Mai Tomida ’15, a chemical engineering major, is one of six in the National Grid Engineering Ambassadors program from WPI. In this program, engineering students complete a specially designed leadership and communications workshop, learning to communicate technical information to a variety of audiences. In this role, Tomida and her fellow Ambassadors will present to groups of middle- and high school students, focusing on the power industry and smart grid applications. They will also explain to customers how the smart grid system works.

“As one of the National Grid engineering ambassadors, my role will be to connect customers and this sustainability project directly,” she says. “There will be a lot of questions about this once the system is installed, and my understanding is that I will be trained to be able to answer those questions and explain why/how the system is better/smarter.

“I think this is why ambassadors are perfect for the Sustainability Hub project to connect with customers.”

National Grid’s pilot was approved by the state Department of Public Utilities in August 2012. The full pilot launch is planned for early 2014.

Tomida says she will start an internship with National Grid next month with two other Ambassadors.

“I absolutely think this is important, and will have a great impact in the future,” she says of the Sustainability Hub. “Right now we talk about going green, encouraging to recycle/reuse and saving energy, but I’m not sure what exactly is getting done by people. I believe it’s really critical to change everyone’s behavior by educating first, and this sustainability project allows people to think and choose their own life style.
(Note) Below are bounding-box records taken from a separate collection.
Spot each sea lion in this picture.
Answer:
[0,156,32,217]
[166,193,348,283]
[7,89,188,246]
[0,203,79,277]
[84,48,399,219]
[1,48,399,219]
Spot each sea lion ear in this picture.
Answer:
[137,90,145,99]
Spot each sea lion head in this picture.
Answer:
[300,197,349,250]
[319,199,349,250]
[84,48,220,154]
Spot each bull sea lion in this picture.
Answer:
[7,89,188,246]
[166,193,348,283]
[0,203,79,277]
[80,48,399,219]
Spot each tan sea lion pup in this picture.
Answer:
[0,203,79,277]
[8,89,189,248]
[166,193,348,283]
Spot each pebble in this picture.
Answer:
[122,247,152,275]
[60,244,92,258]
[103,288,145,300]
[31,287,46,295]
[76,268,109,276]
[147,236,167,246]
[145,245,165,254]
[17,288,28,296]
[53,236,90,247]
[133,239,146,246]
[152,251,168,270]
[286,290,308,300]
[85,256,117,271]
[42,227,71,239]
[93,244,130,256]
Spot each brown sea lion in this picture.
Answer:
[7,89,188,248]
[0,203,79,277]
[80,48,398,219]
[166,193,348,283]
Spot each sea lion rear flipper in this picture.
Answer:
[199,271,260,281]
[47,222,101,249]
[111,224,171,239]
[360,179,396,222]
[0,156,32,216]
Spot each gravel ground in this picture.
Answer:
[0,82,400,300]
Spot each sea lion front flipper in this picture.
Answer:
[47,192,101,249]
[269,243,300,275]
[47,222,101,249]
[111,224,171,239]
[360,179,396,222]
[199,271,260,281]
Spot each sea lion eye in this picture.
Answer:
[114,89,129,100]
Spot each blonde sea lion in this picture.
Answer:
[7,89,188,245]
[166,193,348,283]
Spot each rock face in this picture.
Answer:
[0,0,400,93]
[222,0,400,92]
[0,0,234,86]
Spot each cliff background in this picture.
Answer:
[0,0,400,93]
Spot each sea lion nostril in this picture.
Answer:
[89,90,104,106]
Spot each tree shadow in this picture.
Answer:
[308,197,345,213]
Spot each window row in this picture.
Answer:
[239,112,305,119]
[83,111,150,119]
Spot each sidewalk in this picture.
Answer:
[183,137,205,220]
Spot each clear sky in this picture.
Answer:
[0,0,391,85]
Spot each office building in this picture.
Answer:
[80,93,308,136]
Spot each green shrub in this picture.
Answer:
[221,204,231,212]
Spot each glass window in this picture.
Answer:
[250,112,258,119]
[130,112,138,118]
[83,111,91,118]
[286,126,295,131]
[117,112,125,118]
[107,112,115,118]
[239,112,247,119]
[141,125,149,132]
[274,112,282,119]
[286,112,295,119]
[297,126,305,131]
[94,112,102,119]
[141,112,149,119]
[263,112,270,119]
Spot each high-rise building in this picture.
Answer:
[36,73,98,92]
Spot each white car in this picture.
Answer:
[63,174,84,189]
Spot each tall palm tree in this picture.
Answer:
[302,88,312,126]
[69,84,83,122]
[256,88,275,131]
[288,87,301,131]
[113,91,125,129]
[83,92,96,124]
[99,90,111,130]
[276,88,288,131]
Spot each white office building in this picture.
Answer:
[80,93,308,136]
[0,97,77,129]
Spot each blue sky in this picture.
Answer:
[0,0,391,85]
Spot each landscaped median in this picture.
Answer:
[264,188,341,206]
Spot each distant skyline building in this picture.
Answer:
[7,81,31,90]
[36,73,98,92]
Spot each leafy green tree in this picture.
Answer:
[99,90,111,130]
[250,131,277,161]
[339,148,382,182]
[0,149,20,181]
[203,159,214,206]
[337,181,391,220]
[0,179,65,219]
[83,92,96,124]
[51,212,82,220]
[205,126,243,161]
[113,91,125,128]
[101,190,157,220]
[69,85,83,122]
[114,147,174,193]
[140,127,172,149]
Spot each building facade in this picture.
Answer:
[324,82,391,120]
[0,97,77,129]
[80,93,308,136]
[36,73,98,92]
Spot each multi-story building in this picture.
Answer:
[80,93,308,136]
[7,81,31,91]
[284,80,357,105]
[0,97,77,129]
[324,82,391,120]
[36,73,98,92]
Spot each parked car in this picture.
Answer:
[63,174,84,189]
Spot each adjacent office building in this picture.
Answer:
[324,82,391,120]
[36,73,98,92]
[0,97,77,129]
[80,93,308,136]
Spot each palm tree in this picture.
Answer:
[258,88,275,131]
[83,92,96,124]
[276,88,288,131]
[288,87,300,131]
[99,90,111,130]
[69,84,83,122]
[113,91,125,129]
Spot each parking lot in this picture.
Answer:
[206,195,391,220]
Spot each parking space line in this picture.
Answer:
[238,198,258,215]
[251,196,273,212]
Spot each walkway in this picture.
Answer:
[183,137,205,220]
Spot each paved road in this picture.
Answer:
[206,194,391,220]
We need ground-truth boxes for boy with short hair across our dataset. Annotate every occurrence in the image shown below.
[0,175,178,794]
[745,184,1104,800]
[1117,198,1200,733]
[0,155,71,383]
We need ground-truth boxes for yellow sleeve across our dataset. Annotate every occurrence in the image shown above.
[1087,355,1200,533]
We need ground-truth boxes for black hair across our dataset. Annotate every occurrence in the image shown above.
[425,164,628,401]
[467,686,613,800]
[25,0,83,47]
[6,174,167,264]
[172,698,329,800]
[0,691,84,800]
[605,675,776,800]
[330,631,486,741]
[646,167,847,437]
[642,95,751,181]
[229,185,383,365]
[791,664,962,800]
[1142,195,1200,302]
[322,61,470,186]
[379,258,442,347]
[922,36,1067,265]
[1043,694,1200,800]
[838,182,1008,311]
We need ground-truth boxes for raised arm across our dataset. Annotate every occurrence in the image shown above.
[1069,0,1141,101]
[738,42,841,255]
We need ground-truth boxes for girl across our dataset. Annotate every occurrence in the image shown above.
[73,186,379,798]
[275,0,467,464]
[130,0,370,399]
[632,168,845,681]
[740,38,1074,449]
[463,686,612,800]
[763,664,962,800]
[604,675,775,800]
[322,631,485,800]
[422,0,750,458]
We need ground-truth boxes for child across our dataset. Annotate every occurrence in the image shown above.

“We will have more options on when and how much of energy to use; we will have more options during the peak time or avoid that time range to save energy and money? I’m really excited to be a part of this wonderful project, and to deliver the right message to everyone.”

Tomida is an international student, born in Japan and having lived in Egypt. English is not her native language, and part of her decision to apply for the program was to improve her communication and presentation skills, she says.

“As a chemical engineer, I absolutely love the materials I’ve learned so far and I would love to see more and more kids—especially girls—wanting to become an engineer one day,” she says. “It always brightens my day when I see their smiles during the activity, and it reminds me how important it is to keep sending the right messages.”